Porcelaine Dog Temperament/Personality
The Porcelaine Dog is the definition of an Angelic Doggo. Why? It’s peaceful, calm, and understanding. It can adjust its personality to any age group. Rarely do owners of the Porcelaine Dog complain about its personality. It does have hound genes, and coexistence with other small pets is problematic. However, compared to other hounds, the Porcelaine Dog is way friendlier.
The Porcelaine Dog is an active dog and loves learning new things. It means training it should be easy. However, training also depends on how well you can manage your exercise sessions. If the sessions are mundane and repetitive, then it will get bored. You only have to introduce a certain sense of immersion to teach the Porcelaine Dog effectively.
Caring for Porcelaine Dog
The Porcelaine Dog will need your help and guidance to remain happy and healthy. So if it’s not too much trouble, focus on the information written below. It will help you in making better decisions for the health of your buddy.
Porcelaine Dog Nutrition
The Porcelaine Dog has a lot of mass to maintain. Therefore its diet will have to be quite a lot in volume. By our calculations, the Porcelaine Dog will need at least three cups of delicious dog food. You may give it more, but then you will have to change the exercise durations too. The diet to exercise ratio must remain consistent.
How to Groom a Porcelaine Dog
The Porcelaine Dog doesn’t have a problematic coat. Brushing the Porcelaine Dog’s coat three times per week should be enough. You may brush its coat more if you have the time and desire. You should trim its nails after every two or three weeks. The Porcelaine Dog should be bathed after every month. Finally, keep its teeth clean as well. Otherwise, cavities are always just around the corner.

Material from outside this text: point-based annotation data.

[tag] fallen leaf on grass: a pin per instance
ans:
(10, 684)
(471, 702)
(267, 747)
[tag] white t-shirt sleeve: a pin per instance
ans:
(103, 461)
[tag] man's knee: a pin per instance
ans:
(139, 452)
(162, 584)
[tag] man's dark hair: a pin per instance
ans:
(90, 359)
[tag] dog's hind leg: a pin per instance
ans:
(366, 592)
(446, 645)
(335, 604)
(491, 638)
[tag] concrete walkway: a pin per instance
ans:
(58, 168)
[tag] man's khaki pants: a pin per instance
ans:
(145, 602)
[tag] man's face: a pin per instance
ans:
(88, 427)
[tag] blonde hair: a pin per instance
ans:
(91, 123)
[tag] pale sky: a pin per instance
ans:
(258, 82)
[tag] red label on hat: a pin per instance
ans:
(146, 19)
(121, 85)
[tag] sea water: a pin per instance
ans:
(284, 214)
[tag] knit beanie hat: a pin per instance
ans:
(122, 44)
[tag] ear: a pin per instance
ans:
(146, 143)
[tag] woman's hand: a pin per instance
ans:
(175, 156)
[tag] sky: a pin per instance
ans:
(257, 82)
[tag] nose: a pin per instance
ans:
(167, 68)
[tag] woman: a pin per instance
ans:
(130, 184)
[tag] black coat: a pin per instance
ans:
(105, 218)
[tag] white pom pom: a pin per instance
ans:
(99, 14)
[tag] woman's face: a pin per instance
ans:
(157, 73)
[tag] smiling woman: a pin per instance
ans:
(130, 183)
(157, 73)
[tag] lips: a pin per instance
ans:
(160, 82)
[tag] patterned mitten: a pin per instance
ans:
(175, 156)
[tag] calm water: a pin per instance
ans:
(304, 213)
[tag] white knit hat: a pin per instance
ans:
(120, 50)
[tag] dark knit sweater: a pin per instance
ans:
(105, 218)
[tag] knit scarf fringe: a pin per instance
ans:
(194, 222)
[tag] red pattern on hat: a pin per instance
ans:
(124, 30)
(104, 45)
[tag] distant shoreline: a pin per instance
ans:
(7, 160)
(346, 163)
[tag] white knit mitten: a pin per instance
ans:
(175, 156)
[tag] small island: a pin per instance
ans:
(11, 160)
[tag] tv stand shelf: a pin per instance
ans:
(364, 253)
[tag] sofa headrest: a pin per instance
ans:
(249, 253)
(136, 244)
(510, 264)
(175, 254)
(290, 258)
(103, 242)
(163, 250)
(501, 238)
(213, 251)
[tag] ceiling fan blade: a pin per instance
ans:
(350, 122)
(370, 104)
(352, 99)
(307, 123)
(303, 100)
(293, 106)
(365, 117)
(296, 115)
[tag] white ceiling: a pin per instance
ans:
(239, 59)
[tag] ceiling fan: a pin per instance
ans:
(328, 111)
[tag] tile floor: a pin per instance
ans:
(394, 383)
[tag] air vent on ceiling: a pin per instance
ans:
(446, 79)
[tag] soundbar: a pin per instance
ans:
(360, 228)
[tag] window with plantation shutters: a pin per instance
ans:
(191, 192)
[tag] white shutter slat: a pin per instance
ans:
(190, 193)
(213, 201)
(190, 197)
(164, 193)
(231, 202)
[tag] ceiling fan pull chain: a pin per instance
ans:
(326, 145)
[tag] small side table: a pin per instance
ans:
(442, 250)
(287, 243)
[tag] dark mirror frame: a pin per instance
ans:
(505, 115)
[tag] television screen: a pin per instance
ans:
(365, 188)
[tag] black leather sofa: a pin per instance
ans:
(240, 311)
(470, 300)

Porcelaine Dog Activity Levels
Talk about an energetic dog. The Porcelaine Dog will need at least 90 to 100 minutes of daily exercise. We know that devoting a large chunk of your day is not possible. Therefore you could break the session down into smaller parts and delegate members of the family. If you live by yourself, then a Dog Treadmill could solve your problem. Either way, don’t miss its exercise sessions.
Caring for Porcelaine Dog
The Porcelaine Dog is an overall healthy doggie. Rarely will conditions affect it. However, with age, certain joints problems arise. You can use a Dog Joint Supplement to keep it happy even beyond its prime. Believe us; your doggie will appreciate this. Apart from this, you can use Dog Paw Wax to give its paws the right care too. Both of these will keep your doggie’s health elevated along with its happiness.
Porcelaine Dog Health
The Porcelaine Dog is one of the healthiest dogs. It has evolved numerous times over the years, and it’s only natural for it to have a strong immune system. The only conditions that might affect the Porcelaine Dog are Hip Dysplasia and Eye conditions. Apart from these, there isn’t anything concerning about the Porcelaine Dog’s immunity.
You should still take the Porcelaine Dog to the vet’s office. Why? The vet is the only individual who can understand what’s wrong with your doggie. The Porcelaine Dog may contact fleas which tend to become troublesome. You can get rid of the fleas with a Flea Treatment for Dogs and a Flea Collar.